ISLAMABAD: Prime Minister Shehbaz Sharif said on Monday Pakistan hoped for “real support” from China in investment and trade rather than handouts, as the South Asian nation is in desperate need for external finances, reeling under a yawning current account deficit and dwindling foreign exchange reserves.
Last week, talks between Pakistan and the International Monetary Fund to revive a $6 billion loan program ended without a breakthrough. Successful talks would see the release of an around $1 billion tranche that could also unlock other external funding.
In December 2021, Saudi Arabia deposited $3 billion in Pakistan’s central bank to support foreign reserves.

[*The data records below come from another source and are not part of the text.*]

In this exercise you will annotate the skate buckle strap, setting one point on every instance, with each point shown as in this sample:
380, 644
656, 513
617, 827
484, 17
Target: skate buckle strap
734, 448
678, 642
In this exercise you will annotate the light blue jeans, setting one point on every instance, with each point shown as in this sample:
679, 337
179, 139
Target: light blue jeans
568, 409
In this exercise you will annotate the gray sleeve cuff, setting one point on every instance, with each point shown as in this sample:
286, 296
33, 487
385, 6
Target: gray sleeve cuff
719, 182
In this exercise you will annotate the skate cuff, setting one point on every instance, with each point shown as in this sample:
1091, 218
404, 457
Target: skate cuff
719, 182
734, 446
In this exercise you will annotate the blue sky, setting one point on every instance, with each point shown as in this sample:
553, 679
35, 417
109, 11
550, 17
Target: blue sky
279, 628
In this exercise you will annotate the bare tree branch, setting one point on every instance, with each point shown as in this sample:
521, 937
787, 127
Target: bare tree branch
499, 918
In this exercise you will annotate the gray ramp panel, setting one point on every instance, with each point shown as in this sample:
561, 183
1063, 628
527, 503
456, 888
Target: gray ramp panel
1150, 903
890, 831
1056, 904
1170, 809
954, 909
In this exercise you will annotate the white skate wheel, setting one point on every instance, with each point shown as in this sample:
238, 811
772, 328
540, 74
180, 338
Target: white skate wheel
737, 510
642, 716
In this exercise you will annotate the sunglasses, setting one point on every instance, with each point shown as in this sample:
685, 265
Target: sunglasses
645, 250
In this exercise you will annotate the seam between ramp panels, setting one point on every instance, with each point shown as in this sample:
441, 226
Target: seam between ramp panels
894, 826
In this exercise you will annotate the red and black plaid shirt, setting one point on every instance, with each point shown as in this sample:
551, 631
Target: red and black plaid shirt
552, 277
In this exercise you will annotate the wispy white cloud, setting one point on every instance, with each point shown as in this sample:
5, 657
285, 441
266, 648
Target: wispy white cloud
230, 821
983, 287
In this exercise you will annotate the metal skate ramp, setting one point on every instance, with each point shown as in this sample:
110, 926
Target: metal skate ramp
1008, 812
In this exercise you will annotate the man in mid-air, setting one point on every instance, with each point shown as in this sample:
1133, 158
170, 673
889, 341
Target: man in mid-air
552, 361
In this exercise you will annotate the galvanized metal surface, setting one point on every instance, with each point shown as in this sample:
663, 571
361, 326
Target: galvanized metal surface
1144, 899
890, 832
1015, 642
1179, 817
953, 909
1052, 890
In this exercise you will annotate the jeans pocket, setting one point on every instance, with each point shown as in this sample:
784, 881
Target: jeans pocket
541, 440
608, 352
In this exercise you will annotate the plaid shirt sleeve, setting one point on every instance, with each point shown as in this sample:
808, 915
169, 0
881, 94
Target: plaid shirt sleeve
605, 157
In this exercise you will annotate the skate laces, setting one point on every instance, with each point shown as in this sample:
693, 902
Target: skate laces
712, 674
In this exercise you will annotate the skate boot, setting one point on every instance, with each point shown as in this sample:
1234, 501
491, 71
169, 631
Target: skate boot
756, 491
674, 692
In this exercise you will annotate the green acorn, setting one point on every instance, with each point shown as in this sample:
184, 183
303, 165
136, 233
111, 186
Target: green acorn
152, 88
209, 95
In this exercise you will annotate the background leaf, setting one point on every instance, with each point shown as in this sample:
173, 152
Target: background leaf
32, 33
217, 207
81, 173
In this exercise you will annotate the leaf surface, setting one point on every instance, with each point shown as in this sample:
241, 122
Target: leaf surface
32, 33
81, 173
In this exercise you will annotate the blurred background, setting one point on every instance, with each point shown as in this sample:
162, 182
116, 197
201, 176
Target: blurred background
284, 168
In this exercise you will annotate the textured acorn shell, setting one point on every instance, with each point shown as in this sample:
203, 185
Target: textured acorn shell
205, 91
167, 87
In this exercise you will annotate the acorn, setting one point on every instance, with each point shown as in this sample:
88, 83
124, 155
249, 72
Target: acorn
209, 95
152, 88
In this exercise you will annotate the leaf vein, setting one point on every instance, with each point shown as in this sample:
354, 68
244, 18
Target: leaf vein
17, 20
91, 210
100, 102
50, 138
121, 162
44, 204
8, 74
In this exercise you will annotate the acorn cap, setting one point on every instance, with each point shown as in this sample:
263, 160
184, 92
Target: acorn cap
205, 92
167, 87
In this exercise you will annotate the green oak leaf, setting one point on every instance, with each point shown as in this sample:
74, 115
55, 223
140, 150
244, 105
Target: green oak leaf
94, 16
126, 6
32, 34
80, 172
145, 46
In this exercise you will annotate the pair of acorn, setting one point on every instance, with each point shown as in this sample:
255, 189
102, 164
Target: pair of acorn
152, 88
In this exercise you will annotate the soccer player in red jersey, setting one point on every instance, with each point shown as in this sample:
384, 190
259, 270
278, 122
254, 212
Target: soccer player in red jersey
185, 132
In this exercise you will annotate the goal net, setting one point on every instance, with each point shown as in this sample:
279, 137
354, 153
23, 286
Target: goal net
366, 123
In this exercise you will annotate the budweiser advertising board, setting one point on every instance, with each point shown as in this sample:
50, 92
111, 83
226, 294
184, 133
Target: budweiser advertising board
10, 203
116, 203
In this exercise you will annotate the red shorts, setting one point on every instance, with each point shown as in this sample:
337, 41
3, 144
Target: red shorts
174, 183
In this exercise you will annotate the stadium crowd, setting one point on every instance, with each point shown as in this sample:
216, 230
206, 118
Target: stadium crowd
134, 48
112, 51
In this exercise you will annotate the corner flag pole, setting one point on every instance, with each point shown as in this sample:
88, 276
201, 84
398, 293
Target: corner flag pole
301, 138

Last week, the Saudi finance minister said the kingdom was finalizing the extension of the deposit.
In a meeting with top officials of Chinese companies and investors in Islamabad, Sharif said Pakistan needed investment from Beijing, “not handouts.”
“We need real support from our Chinese friends in terms of investment, exports, imports and promotion of our expertise, our experience, how to improve agricultural production, how to improve industrial production, how to cut our costs.”
"The stupendous and unprecedented progress by China in the last few decades is a model to emulate, particularly for Pakistan,” Sharif said, thanking President Xi Jinping for “unwavering” support for his country.
Since 2015, China has pledged around $65 billion in an economic corridor of infrastructure and energy projects in Pakistan.
But a series of militant attacks on Chinese targets in Pakistan, including a suicide bombing that killed three Chinese nationals in Karachi last month, have raised concerns about the safety of Beijing’s investments in the South Asian country.
He thanked President Xi Jinping for the unwavering support of his country for Pakistan while hoping the strategic cooperation between the two countries would benefit their people.